Parents tend to actively limit Junior ISA contributions in December, according to our data.
Far from giving children the gift of investments for Christmas, parents and guardians actively reduce Junior ISA contributions in the month of December, new data from interactive investor, the UK’s second largest consumer investment platform, suggests.
The average lump sum contribution to Junior ISAs among interactive investor customers was at its lowest in December than for any other month of the year in both 2018 and 2019. The average lump sum contribution in December 2019 was £454 - some 78% less than the combined average for the preceding 11 months that year (£808). 2018 tells a similar story.
The trend of waning Junior ISA contributions following the tax year end, and in the months leading up to December is also present this year. However, since April 2020 through to November, parents have been consistently making higher contributions into Junior ISAs this year than the previous two years (see table below).
Myron Jobson, Personal Finance Campaigner, interactive investor, says: “The dramatic reduction in Junior ISA contributions among our customers in December suggests parents use cash that would otherwise be used to top up investments in the account towards tangible Christmas gifts for children.
“But while the gift of investments is unlikely to feature in a child’s wish list to Santa, it shouldn’t be scoffed at. Many parents may be in a fortunate position to do both this year thanks to savings made on the cost of travel and entertainment costs during the months of full lockdown. They’ll thank you in years to come – think of the gift of investments as a stocking filler – even modest contributions can grow over time.”
Becky O’Connor, Head of Pensions and Savings at interactive investor, says: “Saving in general has risen this year and Junior ISAs have also experienced this trend, with parents contributing more to Junior ISAs since the first lockdown than the year before. It’s good to see parents thinking of their children’s futures and contributing more to their stocks and shares Junior ISAs with any spare cash they might have set aside through lower spending this year.
“It can be hard to choose the right investments for your children, as it feels so important that they do well from their Junior ISAs. But the same rules apply as with normal investing – that risk level should be linked to goals and the timeframe you have and it’s a good idea to diversify.”
For the child who likes technology: Scottish Mortgage
Dzmitry Lipski, Head of Funds Research, interactive investor, says: “We like Scottish Mortgage (LSE:SMT) which has a healthy exposure to technology - accounting for almost a fifth of the portfolio.

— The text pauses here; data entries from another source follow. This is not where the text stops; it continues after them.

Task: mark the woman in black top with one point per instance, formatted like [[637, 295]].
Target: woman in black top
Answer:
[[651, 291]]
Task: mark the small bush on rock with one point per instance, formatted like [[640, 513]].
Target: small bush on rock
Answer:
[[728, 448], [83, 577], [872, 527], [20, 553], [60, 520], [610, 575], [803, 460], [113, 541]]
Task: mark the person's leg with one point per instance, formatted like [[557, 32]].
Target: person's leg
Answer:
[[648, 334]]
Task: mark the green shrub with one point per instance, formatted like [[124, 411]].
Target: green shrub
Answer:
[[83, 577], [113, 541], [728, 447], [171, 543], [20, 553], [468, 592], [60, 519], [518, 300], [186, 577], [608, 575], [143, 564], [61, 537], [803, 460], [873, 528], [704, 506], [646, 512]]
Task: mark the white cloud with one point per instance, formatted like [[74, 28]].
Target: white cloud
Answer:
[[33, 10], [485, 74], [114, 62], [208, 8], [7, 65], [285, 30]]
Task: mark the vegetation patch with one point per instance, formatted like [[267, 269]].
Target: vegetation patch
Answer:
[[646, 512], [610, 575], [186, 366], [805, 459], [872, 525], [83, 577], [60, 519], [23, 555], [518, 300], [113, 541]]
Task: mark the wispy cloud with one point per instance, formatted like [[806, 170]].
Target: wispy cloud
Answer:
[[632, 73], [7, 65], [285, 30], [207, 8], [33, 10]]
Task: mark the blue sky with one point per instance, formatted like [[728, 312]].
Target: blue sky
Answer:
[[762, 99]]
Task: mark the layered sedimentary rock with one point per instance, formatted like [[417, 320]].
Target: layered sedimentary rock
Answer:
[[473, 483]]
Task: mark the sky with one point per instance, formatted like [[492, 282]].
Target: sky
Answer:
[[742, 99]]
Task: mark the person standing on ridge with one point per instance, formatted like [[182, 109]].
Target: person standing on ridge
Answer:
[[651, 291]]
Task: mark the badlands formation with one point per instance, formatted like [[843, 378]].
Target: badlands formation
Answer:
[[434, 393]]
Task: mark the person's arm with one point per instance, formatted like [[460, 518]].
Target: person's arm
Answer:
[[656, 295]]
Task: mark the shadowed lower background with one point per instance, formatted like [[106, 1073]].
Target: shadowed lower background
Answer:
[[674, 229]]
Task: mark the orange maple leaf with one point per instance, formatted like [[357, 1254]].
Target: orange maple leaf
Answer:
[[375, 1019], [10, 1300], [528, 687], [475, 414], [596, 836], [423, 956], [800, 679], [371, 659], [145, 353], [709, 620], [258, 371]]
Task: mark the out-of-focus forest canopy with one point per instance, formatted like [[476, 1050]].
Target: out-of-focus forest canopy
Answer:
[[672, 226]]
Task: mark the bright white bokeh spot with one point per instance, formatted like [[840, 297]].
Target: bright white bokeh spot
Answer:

It is an adventurous option, with a preference for innovative and disruptive businesses which comes at the price of increased volatility. James Anderson, who co-manages the portfolio with Tom Slater, is a long-term believer in the power of technology and fiercely committed to running a high-conviction portfolio of companies that will change the world.
“The trust has a boast a stellar performance record and a record as the most-purchased investment trust on the interactive investor platform every month bar one since February 2014.”
For the child who wants to make the world a better place: Royal London Sustainable Diversified Trust
Dzmitry Lipski adds: “Managed by highly experienced Mike Fox, who spent most of his investing career assessing environmental, social and governance issues and how they influence investment decisions, the ethical multi-asset fund, filters out companies involved in common ethical investing no-nos, including tobacco, armaments and animal testing.
“In addition to a negative screen, a positive screen is also conducted. The manager assesses whether the company, through its products and services, provides a net benefit to society and/or whether it is a sector leader in terms of its ESG management. Sectors considered more favourably for the funds include healthcare and technology.
“The fund is a great example of why investing for good does not mean investors will miss out on returns. It has consistently outperformed both its benchmark and IA sector average and ranks within the 1st quartile for cumulative performance over three and five years.”